Astronomers find a ‘solar twin’ — a star that looks almost exactly like our Sun

Didn’t we all have that “Parent Trap” fantasy, where we’d come across a long-lost sibling that was separated at birth? That dream didn’t go beyond a movie plot for the most of us, but it’s just come true for the Sun.

In a rare discovery, an international team of astronomers has found a star that was likely born in the same stellar nursery as our Sun. After analyzing the characteristics of thousands of stars in the Milky Way, the group is confident that they’ve not only found a solar sibling, but possibly a solar twin.

Named HD186302, the near-identical star is only the second of the Sun’s close relatives ever identified. The finding could help researchers understand the environment that the Sun and its siblings formed in, and possibly uncover habitable planets within the twin’s orbit.

A Turbulent Past

The Sun sits in relative isolation now, but billions of years ago, it was part of a young, crowded neighborhood. Like all stars, it was born in a massive stellar nursery with thousands of others. But due to the tidal forces of the Milky Way, the nursery was torn apart, and the stars were scattered about the galaxy. And since stars often travel far from their birthplaces, finding them has been a pretty tough task.

However, researchers from the AMBRE project are working hard to uncover the Sun’s ancient family. A collaboration between ESO and the Observatoire de la Cote d’Azur, AMBRE uses an array of spectrographs, along with data from ESA’s GAIA mission, to identify the ages, chemical abundance and motions of stars in the Milky Way.
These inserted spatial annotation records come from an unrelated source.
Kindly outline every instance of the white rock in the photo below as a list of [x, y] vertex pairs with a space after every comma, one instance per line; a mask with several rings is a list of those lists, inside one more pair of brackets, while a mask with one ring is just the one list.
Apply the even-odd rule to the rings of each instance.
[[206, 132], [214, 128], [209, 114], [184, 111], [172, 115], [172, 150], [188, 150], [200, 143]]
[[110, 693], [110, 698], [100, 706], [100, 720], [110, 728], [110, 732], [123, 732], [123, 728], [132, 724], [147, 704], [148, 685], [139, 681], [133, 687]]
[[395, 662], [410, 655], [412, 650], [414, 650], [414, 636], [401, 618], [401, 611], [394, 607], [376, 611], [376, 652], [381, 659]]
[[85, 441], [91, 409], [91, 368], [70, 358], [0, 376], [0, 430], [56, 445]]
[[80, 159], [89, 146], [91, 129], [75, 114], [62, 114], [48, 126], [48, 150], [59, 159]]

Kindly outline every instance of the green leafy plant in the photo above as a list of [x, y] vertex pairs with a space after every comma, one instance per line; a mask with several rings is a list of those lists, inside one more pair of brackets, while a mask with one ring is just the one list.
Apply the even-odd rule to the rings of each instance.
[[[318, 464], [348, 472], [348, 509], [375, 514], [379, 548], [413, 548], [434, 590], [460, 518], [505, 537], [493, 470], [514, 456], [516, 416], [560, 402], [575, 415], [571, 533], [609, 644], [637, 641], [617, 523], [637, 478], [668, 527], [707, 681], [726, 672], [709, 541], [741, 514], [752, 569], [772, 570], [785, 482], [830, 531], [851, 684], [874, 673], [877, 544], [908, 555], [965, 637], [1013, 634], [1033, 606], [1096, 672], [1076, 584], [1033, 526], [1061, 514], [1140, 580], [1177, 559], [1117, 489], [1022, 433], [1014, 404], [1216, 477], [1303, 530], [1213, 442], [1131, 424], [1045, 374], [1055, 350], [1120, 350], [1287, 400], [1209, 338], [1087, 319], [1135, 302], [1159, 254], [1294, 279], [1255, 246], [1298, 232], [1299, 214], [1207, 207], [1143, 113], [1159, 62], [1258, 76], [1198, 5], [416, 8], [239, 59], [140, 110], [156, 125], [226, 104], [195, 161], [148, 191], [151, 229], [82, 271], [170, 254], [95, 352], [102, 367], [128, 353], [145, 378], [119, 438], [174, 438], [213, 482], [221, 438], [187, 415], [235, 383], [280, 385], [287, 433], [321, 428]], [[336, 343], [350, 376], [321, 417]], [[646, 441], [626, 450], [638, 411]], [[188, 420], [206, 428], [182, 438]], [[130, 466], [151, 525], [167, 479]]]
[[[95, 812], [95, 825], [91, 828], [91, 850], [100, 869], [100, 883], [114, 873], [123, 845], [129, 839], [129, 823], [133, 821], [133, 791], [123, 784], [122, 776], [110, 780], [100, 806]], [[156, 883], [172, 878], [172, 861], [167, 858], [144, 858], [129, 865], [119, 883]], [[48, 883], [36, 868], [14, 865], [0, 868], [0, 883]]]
Thanks to this extensive dataset, researchers from the Instituto de Astrofísica e Ciências do Espaço (AI) in Portugal were able to probe 17,000 different stars.

Mirror Image

After combing through the celestial records, the team found a star that has an uncanny resemblance to the Sun. HD186302 is a main sequence star, and it sits about 184 light-years from Earth. The star has roughly the same age, metallicity, chemical abundances and even ratios of carbon isotopes as the Sun. In other words, it’s just about as Sun-like as you can get. These undeniable commonalities make it just one of two stellar sibling ever identified, following just behind HD 162826, discovered in 2014.

Astronomers could use these similarities to determine the type of environment that the siblings formed in, helping to paint a picture of their now-defunct stellar nursery and the other family members that were born within it. The discovery also leads researchers to wonder if, like the Sun, HD186302 could house life and habitable planets.

“Some theoretical calculations show that there is non-negligible probability that life spread from Earth to other planets or exoplanetary systems, during the period of the late heavy bombardment. If we are lucky, and our sibling candidate has a planet, and the planet is a rocky type, in the habitable zone, and finally if this planet was ‘contaminated’ by the life seeds from Earth, then we have what one could dream – an Earth 2.0, orbiting a Sun 2.0,” said lead researcher Vardan Adibekyan, whose discovery of HD186302 was published in the journal Astronomy & Astrophysics, in a news release.

In a follow-up campaign, the team plans to use ESO’s ESPRESSO and HARPS spectrographs to scan the star for orbiting planets. If found, astronomers could compare the planets that formed around our Sun to those that formed around one of its siblings, revealing the types of planets that our ancient star cluster might have left behind.